Sally Mann: Virginia #38, 2004; from What Remains

Her husband, Larry, appears discreetly on the edges of the family pictures, but generally is more often evoked, thanked, paid homage to than seen. There is one grand picture of him, The Turn (2005), showing him turning his body a quarter to the left as he walks through a vast expanse of mist-covered meadow—but he is seen from the back. A few years earlier, however, he had been afflicted by late-onset muscular dystrophy, and in 2003 she began recording its effects in an ongoing series called “Proud Flesh.” There the distancing effect of the collodion process allows a subject of nearly unbearable intimacy and vulnerability, one that could make the viewer feel like an intruder or worse, to be lyrically alluded to without the sort of brutal confrontation that photography might otherwise involve.

“A Thousand Crossings” and its catalog represent a large portion of Mann’s multifaceted oeuvre. It is by turns tender, light-hearted, sun-dappled, epic, allusive, burdened, scarred, mournful, dark, mindful, exploratory, expiatory, commemorative, introspective, conciliatory, and wise. The aspect of her work they slight is death. This might seem an absurd claim in view of how largely death looms in the battlefield series and “Blackwater,” but those are allusions and not the thing itself, which is the primary subject of her book What Remains (2003). That begins with the death of a beloved greyhound, Eva, and Mann’s consequent decision to preserve her hide and her bones, which she photographs as if they were vestiges of great antiquity. (It should be noted not only that Mann’s father possessed a large collection of death-related artifacts from around the world, but also that until fairly recently the crudely taxidermized remains of Robert E. Lee’s and Stonewall Jackson’s horses were both on display in Lexington, at different institutions.)

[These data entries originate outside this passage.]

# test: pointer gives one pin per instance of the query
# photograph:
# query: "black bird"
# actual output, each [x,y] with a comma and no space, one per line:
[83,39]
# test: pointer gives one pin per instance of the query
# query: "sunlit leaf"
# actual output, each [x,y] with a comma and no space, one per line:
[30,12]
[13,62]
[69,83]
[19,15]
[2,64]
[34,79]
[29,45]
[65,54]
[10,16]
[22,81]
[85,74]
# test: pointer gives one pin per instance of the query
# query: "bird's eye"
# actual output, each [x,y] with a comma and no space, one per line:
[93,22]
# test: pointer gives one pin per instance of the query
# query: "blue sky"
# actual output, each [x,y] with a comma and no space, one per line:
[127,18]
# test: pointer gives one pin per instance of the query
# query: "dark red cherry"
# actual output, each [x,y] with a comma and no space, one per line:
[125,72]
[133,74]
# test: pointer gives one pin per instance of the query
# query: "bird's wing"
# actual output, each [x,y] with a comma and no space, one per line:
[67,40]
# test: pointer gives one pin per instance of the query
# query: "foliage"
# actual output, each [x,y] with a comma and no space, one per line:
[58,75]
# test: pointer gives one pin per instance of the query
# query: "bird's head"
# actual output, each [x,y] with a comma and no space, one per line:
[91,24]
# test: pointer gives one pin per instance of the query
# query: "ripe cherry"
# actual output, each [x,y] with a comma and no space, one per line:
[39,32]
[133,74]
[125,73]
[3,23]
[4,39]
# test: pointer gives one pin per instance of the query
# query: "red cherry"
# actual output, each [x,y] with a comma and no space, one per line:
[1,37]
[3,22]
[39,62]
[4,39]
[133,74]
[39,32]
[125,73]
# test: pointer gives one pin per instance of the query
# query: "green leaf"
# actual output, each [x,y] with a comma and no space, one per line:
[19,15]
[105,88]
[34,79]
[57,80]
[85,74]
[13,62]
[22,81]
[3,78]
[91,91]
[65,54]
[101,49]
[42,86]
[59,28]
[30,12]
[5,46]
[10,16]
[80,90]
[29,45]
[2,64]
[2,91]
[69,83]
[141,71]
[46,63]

Further on in What Remains, which also includes a selection of Civil War battlefields in addition to the large close-ups of her children’s faces, can be seen a series that began as an assignment from The New York Times Magazine: to photograph the University of Tennessee’s Forensic Anthropology Center, otherwise known as the Body Farm. There the cadavers of persons who have willed them to science are allowed to decay in the open, so that the process can be studied by forensic anthropologists. Their condition ranges from nearly intact to mostly skeletonized, but Mann’s process emphasizes not their insalubriousness but their return to and oneness with nature, as they appear to dissolve into the fallen leaves of the autumnal landscape. I am not faulting Mann or her collaborators for omitting these pictures in “A Thousand Crossings”; there are several understandable reasons. But they are nevertheless an obvious missing piece in this grand panorama of her art and her worldview.